Overview

Pyimof actually only supports gray scale images in its implemented methods.

Implemented methods

Optical flow algorithms can mainly be classified into

  • global methods based on pixel-wise matching costs with regularization constraints, ie based on the Horn & Schunck paradigm.

  • local methods based on local window matching costs, ie based on the Lucas-Kanade paradigm.

Pyimof provides one implementation for each of these class of methods:

  • TV-L1: A popular algorithm introduced by Zack et al. 1, improved in 2 and detailed in 3 (See pyimof.solvers.tvl1()).

  • Iterative Lucas-kanade: A fast and robust algorithm developped by Le Besnerais and Champagnat 4 and improved in 5 (See pyimof.solvers.ilk()).

These two algorithms have been selected for theire relative speed. Efficient GPU implementations for both of them have been developped but it is not planned to port Pyimof on this platform.

Datasets

Multiple datasets for the evaluation of optical flow algorithms have been developped (for example Middlebury, MPI-Sintel and Flying Chairs). The two-frame grayscale Middlebury training dataset 6 is accessible via the pyimof.data module functions to ease testing.

IO

Estimated vector fields can be saved and loaded in the .flo file format using the pyimof.io module.

Visualization

Visualizing optical flow is made easy using the pyimof.display module

  • the pyimof.display.plot() function applies a colormap (preferably circular 😉) to the optical flow according to its direction and magnitude. An optional color-wheel showing the color code can also be displayed to ease resulting image understanding.

  • the pyimof.display.quiver() function draws a quiver plot with multiple option for coloring the arrows and displaying a background image.

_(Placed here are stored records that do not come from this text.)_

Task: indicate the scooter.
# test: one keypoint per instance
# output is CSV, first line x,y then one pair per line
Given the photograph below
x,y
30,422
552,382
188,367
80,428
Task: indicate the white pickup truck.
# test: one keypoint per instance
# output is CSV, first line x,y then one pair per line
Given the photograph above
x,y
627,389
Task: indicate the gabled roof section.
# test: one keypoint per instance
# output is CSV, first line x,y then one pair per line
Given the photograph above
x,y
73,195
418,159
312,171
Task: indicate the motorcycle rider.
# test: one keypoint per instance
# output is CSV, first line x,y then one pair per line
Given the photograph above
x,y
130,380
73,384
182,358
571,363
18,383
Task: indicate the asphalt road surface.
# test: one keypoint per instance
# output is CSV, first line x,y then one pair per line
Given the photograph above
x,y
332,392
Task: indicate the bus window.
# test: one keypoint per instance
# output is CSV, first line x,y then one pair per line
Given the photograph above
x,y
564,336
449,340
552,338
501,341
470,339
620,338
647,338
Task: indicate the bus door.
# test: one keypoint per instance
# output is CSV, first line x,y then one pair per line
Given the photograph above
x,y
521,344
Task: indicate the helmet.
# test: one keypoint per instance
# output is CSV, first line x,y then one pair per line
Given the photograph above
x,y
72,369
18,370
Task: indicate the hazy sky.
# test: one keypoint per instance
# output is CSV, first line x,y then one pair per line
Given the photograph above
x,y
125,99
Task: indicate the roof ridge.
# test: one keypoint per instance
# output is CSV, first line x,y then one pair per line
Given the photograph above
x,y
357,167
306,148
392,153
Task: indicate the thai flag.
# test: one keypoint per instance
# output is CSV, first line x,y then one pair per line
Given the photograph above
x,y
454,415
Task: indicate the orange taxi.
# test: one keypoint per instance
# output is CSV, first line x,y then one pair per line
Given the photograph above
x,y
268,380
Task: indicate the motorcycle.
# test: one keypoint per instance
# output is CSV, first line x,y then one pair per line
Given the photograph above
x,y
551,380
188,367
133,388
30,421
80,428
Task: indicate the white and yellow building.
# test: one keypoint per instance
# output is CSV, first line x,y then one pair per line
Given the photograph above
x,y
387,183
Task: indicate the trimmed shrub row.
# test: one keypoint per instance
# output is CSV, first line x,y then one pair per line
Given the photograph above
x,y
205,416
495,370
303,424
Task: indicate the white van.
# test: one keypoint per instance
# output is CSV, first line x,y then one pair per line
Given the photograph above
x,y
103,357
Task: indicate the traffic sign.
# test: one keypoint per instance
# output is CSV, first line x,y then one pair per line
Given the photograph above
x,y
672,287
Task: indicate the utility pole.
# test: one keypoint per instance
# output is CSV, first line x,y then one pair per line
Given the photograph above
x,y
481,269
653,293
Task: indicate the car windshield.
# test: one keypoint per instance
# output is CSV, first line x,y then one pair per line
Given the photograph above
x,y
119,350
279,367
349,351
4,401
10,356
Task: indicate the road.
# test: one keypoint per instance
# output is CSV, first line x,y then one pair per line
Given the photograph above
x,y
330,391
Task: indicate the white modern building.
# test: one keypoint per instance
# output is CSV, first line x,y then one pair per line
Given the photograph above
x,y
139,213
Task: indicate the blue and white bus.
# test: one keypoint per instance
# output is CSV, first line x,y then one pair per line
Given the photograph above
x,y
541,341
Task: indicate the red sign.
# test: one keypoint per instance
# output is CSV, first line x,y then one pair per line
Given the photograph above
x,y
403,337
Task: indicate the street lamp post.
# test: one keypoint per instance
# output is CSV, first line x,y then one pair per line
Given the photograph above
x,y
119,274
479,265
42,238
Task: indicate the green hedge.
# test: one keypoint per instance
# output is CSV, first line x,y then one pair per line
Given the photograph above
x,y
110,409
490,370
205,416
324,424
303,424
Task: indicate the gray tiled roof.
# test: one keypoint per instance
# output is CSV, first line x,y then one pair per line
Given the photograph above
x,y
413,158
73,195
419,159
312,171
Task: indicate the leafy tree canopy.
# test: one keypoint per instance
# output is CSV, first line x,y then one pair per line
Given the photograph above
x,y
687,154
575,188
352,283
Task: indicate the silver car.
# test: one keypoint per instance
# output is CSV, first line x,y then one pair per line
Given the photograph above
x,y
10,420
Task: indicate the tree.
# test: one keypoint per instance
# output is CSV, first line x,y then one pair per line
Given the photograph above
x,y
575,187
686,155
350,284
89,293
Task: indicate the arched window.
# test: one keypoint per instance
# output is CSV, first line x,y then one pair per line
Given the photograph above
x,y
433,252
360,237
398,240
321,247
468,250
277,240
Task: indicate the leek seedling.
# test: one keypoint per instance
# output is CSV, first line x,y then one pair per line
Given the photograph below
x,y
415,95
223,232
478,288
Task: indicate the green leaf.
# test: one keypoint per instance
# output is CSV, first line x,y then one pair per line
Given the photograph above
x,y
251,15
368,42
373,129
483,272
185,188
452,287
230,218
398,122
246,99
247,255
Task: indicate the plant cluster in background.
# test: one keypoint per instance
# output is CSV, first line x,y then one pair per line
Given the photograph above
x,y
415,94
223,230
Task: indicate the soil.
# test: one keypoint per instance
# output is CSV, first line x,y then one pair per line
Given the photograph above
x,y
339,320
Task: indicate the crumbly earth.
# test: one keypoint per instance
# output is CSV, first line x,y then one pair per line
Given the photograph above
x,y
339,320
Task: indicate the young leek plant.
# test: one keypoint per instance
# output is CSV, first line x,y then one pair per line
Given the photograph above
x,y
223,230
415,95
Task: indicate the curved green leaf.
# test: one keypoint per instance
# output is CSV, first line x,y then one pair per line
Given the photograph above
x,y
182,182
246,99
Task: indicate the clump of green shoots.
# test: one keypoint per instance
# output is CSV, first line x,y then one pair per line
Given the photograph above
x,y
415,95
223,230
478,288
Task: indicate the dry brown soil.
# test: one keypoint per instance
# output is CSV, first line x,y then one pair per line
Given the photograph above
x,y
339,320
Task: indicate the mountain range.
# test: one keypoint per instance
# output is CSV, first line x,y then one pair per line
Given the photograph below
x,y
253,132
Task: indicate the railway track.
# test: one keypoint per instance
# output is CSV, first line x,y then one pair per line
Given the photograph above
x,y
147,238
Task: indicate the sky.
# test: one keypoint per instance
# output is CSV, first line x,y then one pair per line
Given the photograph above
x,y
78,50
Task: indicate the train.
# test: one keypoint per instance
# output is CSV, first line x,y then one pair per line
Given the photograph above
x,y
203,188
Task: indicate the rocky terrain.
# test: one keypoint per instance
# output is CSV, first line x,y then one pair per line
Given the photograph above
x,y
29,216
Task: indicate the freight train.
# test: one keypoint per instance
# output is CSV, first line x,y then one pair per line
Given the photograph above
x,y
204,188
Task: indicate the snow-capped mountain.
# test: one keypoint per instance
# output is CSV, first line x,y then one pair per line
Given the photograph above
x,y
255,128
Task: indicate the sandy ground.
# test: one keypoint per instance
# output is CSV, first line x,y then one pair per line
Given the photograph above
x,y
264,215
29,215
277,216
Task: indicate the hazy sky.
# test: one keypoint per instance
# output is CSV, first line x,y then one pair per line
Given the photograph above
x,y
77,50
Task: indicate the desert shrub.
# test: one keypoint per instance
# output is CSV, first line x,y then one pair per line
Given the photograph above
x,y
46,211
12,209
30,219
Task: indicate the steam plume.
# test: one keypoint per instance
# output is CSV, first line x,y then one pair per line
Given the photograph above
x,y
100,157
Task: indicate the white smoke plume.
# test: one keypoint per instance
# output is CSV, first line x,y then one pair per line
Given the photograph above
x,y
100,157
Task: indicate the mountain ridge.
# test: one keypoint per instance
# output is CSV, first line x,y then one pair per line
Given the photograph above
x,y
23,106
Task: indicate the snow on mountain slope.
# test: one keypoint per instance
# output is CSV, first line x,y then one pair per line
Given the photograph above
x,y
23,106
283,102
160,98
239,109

Moreover, Pyimof gives access to a Matplotlib colormap inspired by the popular color code used by the Middlebury evaluation site for displaying algorithms’ results.

References

1

Zach, C., Pock, T., & Bischof, H. (2007, September). A duality based approach for realtime TV-L 1 optical flow. In Joint pattern recognition symposium (pp. 214-223). Springer, Berlin, Heidelberg.

2

Wedel, A., Pock, T., Zach, C., Bischof, H., & Cremers, D. (2009). An improved algorithm for TV-L 1 optical flow. In Statistical and geometrical approaches to visual motion analysis (pp. 23-45). Springer, Berlin, Heidelberg.

3

Pérez, J. S., Meinhardt-Llopis, E., & Facciolo, G. (2013). TV-L1 optical flow estimation. Image Processing On Line, 2013, 137-150.

4

Le Besnerais, G., & Champagnat, F. (2005, September). Dense optical flow by iterative local window registration. In IEEE International Conference on Image Processing 2005 (Vol. 1, pp. I-137). IEEE.

5

Plyer, A., Le Besnerais, G., & Champagnat, F. (2016). Massively parallel Lucas Kanade optical flow for real-time video processing applications. Journal of Real-Time Image Processing, 11(4), 713-730.

6

Baker, S., Scharstein, D., Lewis, J. P., Roth, S., Black, M. J., & Szeliski, R. (2011). A database and evaluation methodology for optical flow. International Journal of Computer Vision, 92(1), 1-31.